Banks Are Becoming Less Safe… Again
“…a safe, conservative bank maintains high levels of cash, especially relative to the total amount of deposits. But that’s not happening in the Land of the Free… cash is falling while deposits are increasing. This is the OPPOSITE of what a responsible bank should be doing.” ZeroHedge, Jun 13, 2017- Excerpts:
“Banks that lack proper liquidity can rapidly run into catastrophic problems, forcing them to fire sale assets in order to raise cash, which in turns could trigger a solvency crisis.
In both of these scenarios, solvency and liquidity, cash is king.
(Note that “cash” can mean both physical currency sitting in a vault, as well as a bank’s electronic deposits at Federal Reserve and other cash equivalents.)
For solvency, cash is about as risk-free as it gets.
Anything that a bank does with your money is going to carry some level of risk. Buying bonds. Car loans. Student loans. Business loans. Residential mortgages.
These all carry certain risk of default. Cash doesn’t.
So a bank with higher levels of cash will typically have much lower risk to its solvency.
Simultaneously, a bank with a strong cash position is also liquid, and hence more likely to be able to honor its customers’ transactional needs.
Bottom line, a safe, conservative bank maintains high levels of cash, especially relative to the total amount of deposits.
But that’s not happening in the Land of the Free.
The Federal Reserve’s most recent report on “Assets and Liabilities of Commercial Banks in the United States” published last Friday showed a continuing trend in the erosion of bank safety.
This is a weekly report, so there’s tons of data. And the trend goes back now at least 2.5 years.
Since late 2014, for example, Fed data show that total cash assets at US banks has been in steady decline, dropping roughly 25% over that period.
But at the same time, total deposits at the banks has actually increased around 15%.
So you can see the issue: cash is falling while deposits are increasing. This is the OPPOSITE of what a responsible bank should be doing.
A conservative bank seeks to INCREASE or at least MAINTAIN the level of cash it has on hand as a percentage of customer deposits.
Banks in the US have been doing the opposite– decreasing their cash holdings while deposits have been rising.
Proportionally, the aggregate cash-to-deposit ratio in the US has fallen by 32% since late 2014.
That’s a steep drop.
The Leviticus 25 Plan changes the game. Entirely.
The Plan grants direct liquidity allocations to U.S. citizens via a Fed-structured Citizens Credit Facility.
This facility would be a mirror image of the half-dozen credit facilities that the Fed erected during 2008 to reliquify Wall Street’s banking sector, including the Primary Dealer’s Credit Facility, Term Securities Lending Facility, Commercial Paper Funding Facility, Term Auction Facility, and other liquidity pipes.

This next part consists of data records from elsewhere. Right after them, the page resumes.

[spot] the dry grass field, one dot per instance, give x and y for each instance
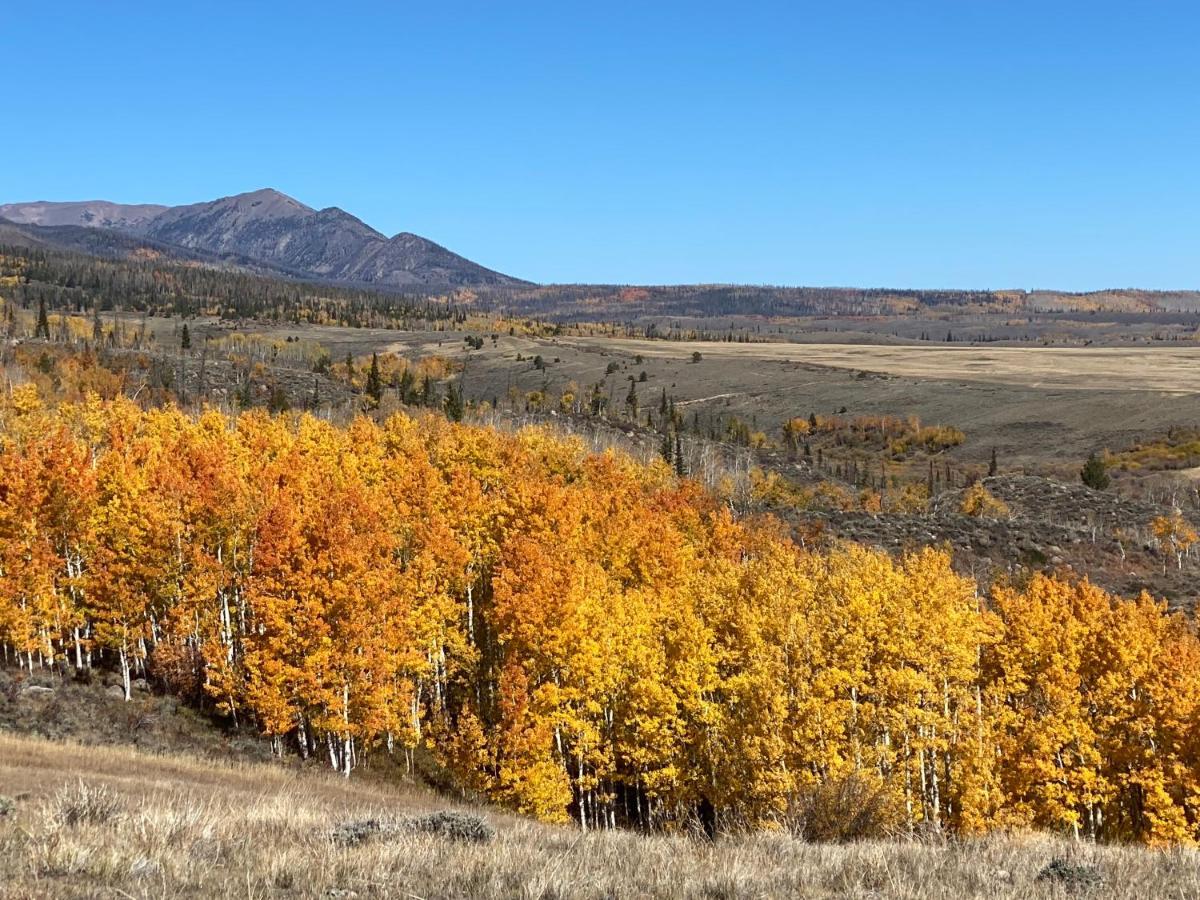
(1174, 370)
(113, 822)
(1044, 408)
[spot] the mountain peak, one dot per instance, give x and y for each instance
(270, 228)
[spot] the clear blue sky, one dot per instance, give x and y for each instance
(966, 143)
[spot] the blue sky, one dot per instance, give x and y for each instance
(907, 144)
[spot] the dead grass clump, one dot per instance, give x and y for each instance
(844, 809)
(85, 804)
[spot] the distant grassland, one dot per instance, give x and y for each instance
(96, 822)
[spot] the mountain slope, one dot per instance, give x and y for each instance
(275, 231)
(93, 214)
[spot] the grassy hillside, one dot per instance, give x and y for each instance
(118, 822)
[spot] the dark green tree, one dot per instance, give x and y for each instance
(454, 405)
(1095, 473)
(43, 322)
(406, 385)
(666, 450)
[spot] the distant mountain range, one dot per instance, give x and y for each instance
(263, 229)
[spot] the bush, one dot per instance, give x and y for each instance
(1071, 875)
(979, 502)
(87, 804)
(844, 809)
(465, 827)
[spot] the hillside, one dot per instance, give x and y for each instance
(270, 229)
(118, 822)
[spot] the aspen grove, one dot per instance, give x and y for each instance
(577, 635)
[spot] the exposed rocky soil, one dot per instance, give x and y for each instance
(1053, 526)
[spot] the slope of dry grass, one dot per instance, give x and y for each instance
(113, 822)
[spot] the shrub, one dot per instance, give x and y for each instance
(465, 827)
(1071, 875)
(87, 804)
(844, 809)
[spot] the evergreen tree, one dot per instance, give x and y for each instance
(406, 385)
(375, 382)
(454, 406)
(1095, 473)
(43, 322)
(666, 450)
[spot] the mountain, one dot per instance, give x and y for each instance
(94, 214)
(275, 231)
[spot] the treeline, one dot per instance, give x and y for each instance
(577, 635)
(57, 280)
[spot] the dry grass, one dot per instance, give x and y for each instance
(178, 827)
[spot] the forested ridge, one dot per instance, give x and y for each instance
(577, 635)
(61, 280)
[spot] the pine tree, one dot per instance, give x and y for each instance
(43, 322)
(666, 450)
(375, 382)
(1095, 473)
(454, 405)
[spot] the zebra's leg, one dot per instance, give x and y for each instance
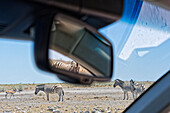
(59, 97)
(127, 96)
(47, 96)
(6, 95)
(124, 95)
(10, 96)
(62, 93)
(133, 95)
(62, 98)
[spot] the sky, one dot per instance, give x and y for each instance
(142, 56)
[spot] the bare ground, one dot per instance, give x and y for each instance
(103, 99)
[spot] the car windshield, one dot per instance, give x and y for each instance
(141, 40)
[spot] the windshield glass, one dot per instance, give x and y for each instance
(141, 40)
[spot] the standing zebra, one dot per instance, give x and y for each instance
(125, 87)
(138, 88)
(50, 89)
(74, 67)
(10, 92)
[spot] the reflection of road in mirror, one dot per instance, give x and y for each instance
(62, 62)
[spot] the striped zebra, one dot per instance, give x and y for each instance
(50, 90)
(10, 92)
(62, 65)
(125, 88)
(74, 67)
(138, 88)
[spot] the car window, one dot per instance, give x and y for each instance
(141, 50)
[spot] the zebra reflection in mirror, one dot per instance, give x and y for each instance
(138, 88)
(125, 88)
(50, 90)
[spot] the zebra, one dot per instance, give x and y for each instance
(74, 67)
(50, 89)
(125, 88)
(10, 92)
(138, 88)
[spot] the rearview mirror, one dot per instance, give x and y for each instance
(78, 51)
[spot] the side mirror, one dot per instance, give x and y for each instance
(76, 52)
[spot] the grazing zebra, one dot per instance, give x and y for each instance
(138, 88)
(125, 87)
(10, 92)
(50, 89)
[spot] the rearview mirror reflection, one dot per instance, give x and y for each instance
(75, 47)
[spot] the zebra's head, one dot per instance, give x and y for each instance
(118, 82)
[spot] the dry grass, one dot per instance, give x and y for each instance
(98, 96)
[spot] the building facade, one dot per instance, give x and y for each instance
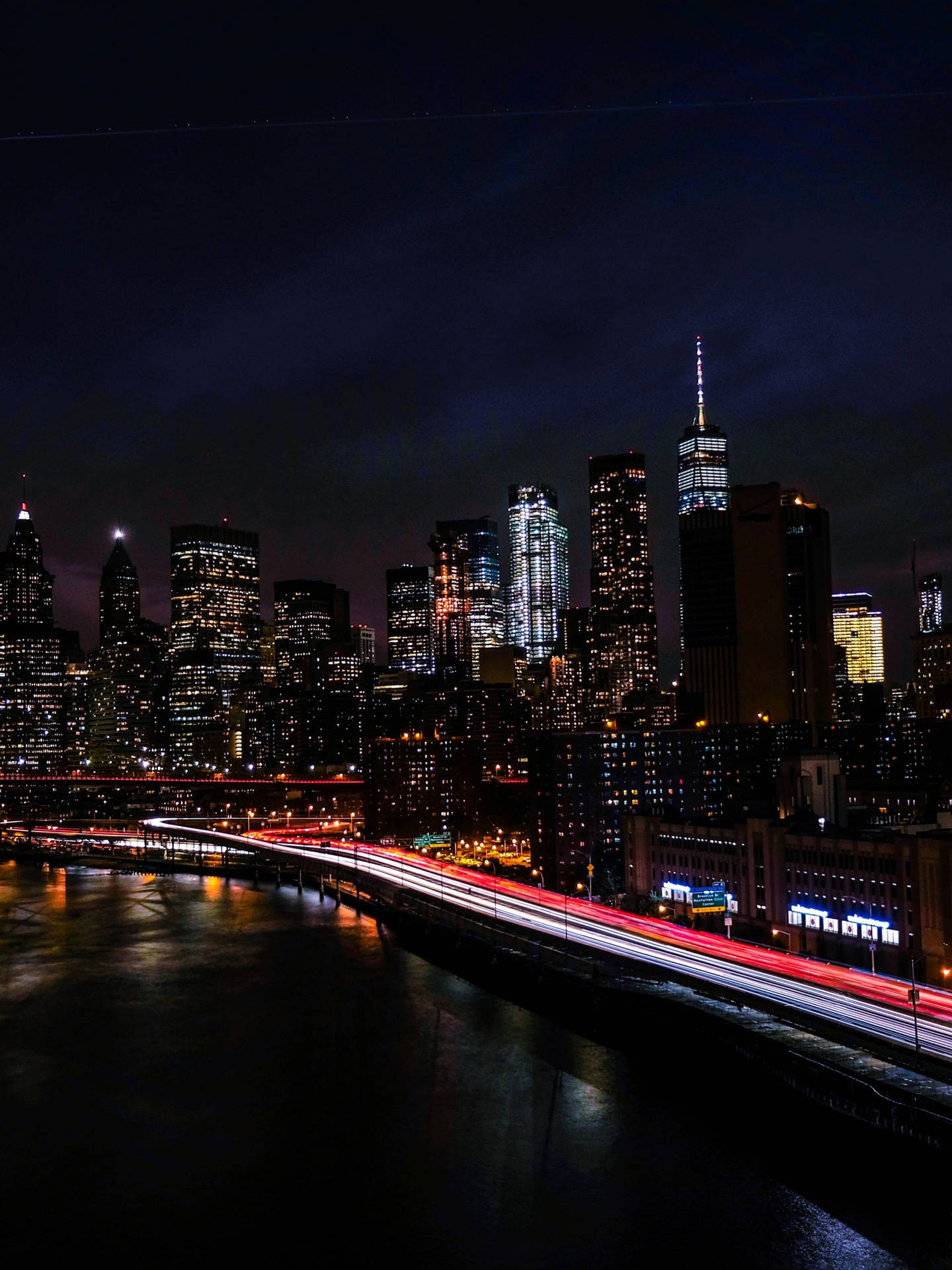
(623, 620)
(539, 556)
(411, 619)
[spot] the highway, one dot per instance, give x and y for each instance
(873, 1005)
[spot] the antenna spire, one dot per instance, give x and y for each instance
(699, 388)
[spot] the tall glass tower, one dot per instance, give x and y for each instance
(480, 541)
(539, 546)
(702, 460)
(931, 603)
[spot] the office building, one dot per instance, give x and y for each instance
(539, 558)
(623, 621)
(484, 593)
(858, 629)
(931, 603)
(702, 460)
(365, 644)
(31, 658)
(411, 619)
(785, 662)
(215, 636)
(124, 676)
(932, 673)
(307, 616)
(118, 595)
(709, 634)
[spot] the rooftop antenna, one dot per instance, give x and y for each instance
(699, 388)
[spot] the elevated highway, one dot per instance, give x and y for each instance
(875, 1006)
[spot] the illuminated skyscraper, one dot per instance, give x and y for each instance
(709, 634)
(451, 603)
(623, 621)
(931, 603)
(31, 658)
(124, 676)
(858, 629)
(307, 616)
(484, 595)
(216, 635)
(702, 460)
(539, 546)
(118, 595)
(411, 619)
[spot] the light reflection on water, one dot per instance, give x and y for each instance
(163, 1032)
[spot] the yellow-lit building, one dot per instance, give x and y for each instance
(858, 629)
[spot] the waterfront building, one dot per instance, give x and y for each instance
(411, 619)
(932, 673)
(484, 593)
(451, 603)
(857, 628)
(539, 556)
(783, 614)
(623, 621)
(709, 633)
(307, 616)
(215, 636)
(31, 657)
(365, 644)
(931, 603)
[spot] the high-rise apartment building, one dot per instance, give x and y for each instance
(215, 635)
(118, 595)
(702, 460)
(539, 554)
(31, 657)
(451, 603)
(484, 592)
(307, 615)
(709, 636)
(365, 643)
(782, 606)
(623, 621)
(931, 603)
(857, 628)
(124, 676)
(411, 619)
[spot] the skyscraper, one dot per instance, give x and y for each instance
(31, 659)
(707, 611)
(307, 616)
(118, 595)
(451, 603)
(124, 681)
(623, 621)
(931, 603)
(702, 460)
(782, 606)
(484, 593)
(858, 629)
(216, 635)
(411, 619)
(539, 554)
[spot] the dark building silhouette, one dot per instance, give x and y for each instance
(31, 657)
(484, 592)
(623, 621)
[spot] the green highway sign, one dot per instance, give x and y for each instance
(710, 900)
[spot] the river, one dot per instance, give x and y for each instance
(201, 1068)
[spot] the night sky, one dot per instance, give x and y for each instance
(339, 334)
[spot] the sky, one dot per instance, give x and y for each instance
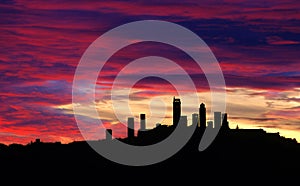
(256, 43)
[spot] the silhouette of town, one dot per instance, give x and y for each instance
(254, 151)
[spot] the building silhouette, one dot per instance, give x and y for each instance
(143, 122)
(108, 133)
(225, 123)
(176, 111)
(195, 119)
(130, 128)
(210, 124)
(202, 116)
(183, 121)
(217, 119)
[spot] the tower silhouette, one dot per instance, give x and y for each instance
(225, 123)
(202, 116)
(108, 134)
(183, 121)
(176, 111)
(130, 127)
(143, 122)
(217, 119)
(195, 119)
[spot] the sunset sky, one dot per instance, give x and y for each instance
(256, 42)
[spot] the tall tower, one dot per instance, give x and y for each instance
(130, 127)
(108, 134)
(195, 119)
(225, 123)
(202, 116)
(176, 111)
(217, 119)
(143, 122)
(183, 121)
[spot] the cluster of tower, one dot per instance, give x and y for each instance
(199, 119)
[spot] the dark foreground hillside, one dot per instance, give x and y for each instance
(235, 153)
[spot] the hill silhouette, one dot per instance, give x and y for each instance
(236, 152)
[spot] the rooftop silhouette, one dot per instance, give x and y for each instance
(234, 148)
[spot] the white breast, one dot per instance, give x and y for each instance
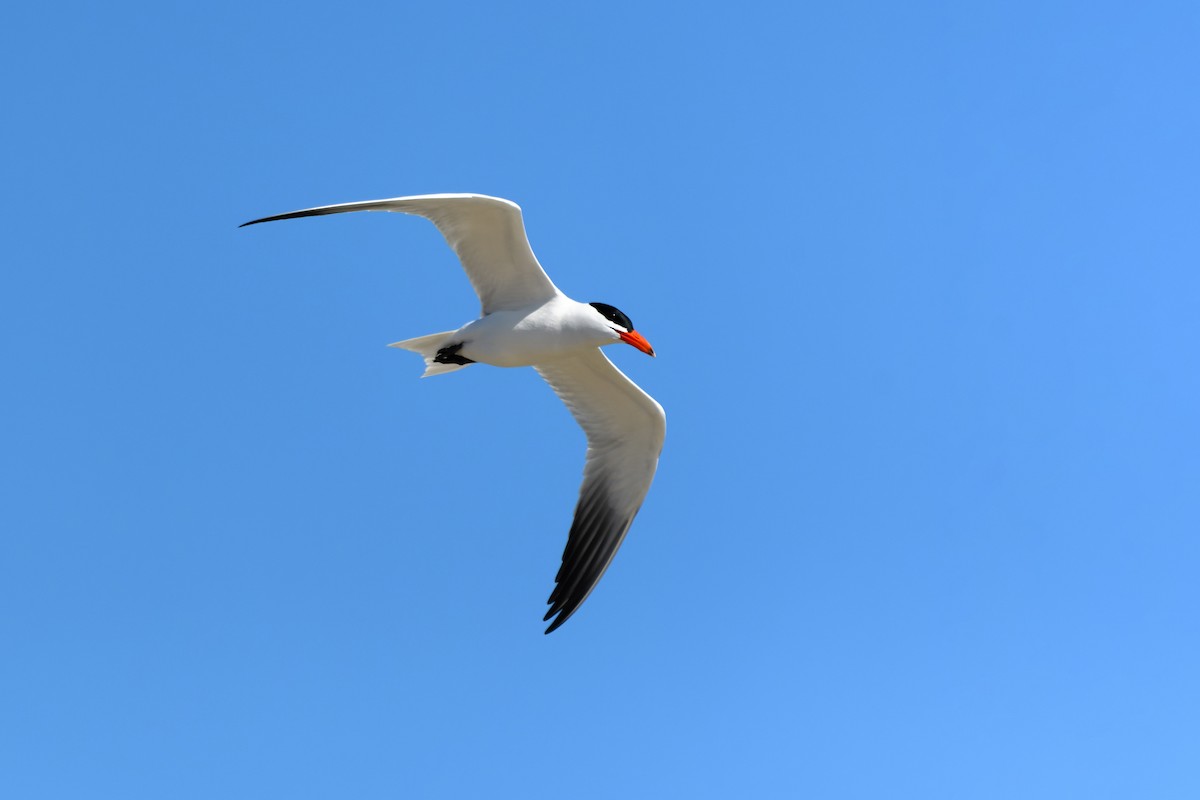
(535, 335)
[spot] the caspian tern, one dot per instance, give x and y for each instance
(527, 322)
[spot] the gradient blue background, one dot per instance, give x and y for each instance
(923, 281)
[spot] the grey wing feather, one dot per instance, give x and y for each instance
(625, 428)
(486, 233)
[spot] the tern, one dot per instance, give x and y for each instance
(526, 322)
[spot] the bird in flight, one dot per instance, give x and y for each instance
(527, 322)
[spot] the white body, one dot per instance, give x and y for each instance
(529, 336)
(527, 322)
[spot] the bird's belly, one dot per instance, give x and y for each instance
(510, 340)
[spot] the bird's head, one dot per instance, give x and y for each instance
(623, 326)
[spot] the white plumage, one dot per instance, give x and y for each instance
(527, 322)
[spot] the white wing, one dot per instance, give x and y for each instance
(487, 233)
(625, 428)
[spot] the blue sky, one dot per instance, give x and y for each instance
(923, 284)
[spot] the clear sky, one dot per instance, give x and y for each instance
(924, 283)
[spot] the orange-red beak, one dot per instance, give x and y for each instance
(639, 341)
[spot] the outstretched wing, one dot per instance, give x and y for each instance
(487, 234)
(625, 428)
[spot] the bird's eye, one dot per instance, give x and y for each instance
(613, 314)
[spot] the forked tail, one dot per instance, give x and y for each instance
(429, 347)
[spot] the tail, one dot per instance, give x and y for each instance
(429, 347)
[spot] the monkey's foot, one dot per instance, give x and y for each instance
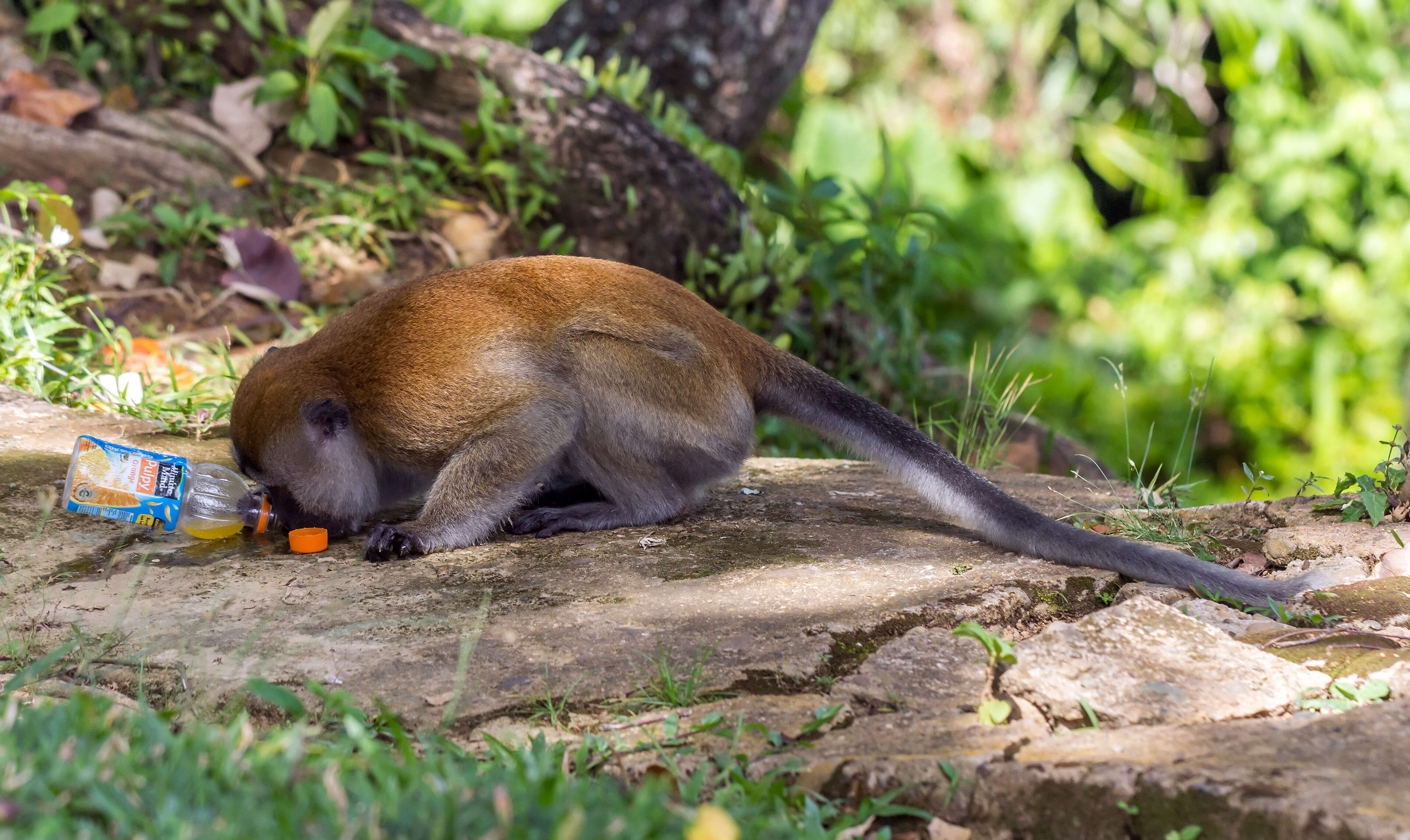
(391, 543)
(590, 516)
(546, 522)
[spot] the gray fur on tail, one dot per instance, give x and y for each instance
(800, 392)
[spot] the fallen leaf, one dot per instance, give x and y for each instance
(33, 99)
(103, 204)
(940, 829)
(714, 822)
(1252, 561)
(124, 388)
(856, 831)
(260, 265)
(117, 275)
(250, 126)
(120, 99)
(993, 712)
(472, 236)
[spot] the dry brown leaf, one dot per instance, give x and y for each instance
(120, 99)
(33, 99)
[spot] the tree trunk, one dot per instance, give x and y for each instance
(727, 61)
(628, 192)
(126, 153)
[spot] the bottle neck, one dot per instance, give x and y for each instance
(258, 515)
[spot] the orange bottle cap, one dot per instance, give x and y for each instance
(308, 540)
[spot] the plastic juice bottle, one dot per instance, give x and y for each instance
(161, 491)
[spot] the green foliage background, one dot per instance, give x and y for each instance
(1182, 187)
(1252, 163)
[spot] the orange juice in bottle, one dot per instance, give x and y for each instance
(151, 490)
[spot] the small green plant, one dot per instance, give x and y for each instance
(1346, 695)
(555, 711)
(997, 649)
(43, 350)
(1255, 483)
(1310, 483)
(326, 73)
(992, 711)
(673, 685)
(1374, 495)
(821, 716)
(1090, 714)
(175, 233)
(953, 777)
(1157, 518)
(980, 425)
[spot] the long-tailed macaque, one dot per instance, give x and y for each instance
(483, 387)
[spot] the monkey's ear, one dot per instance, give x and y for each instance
(326, 418)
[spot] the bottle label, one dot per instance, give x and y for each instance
(124, 484)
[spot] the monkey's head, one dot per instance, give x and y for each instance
(291, 430)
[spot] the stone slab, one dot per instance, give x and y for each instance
(1143, 661)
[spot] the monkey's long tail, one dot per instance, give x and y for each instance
(797, 391)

The Leviticus 25 Plan will generate massive debt reduction at the family level, which means that cash will be replacing a meaningful percentage of loan portfolio assets (including distressed and non-performing loans).
Banks will then enjoy a lower risk profile. American families will enjoy a significantly lower level of financial stress. Federal, State, and Local governments will experience vastly improved budget pictures.
There is no other plan that delivers the raw economic horse-power of this plan.
The Leviticus 25 Plan is a dynamic economic initiative providing direct liquidity benefits for American families, while at the same time scaling back the role of government in managing and controlling the affairs of citizens. It is a comprehensive plan with long-term economic and social benefits for citizens and government.
The inspiration for this plan is based upon Biblical principles set forth in the Book of Leviticus, principles tendering direct economic liberties to the people.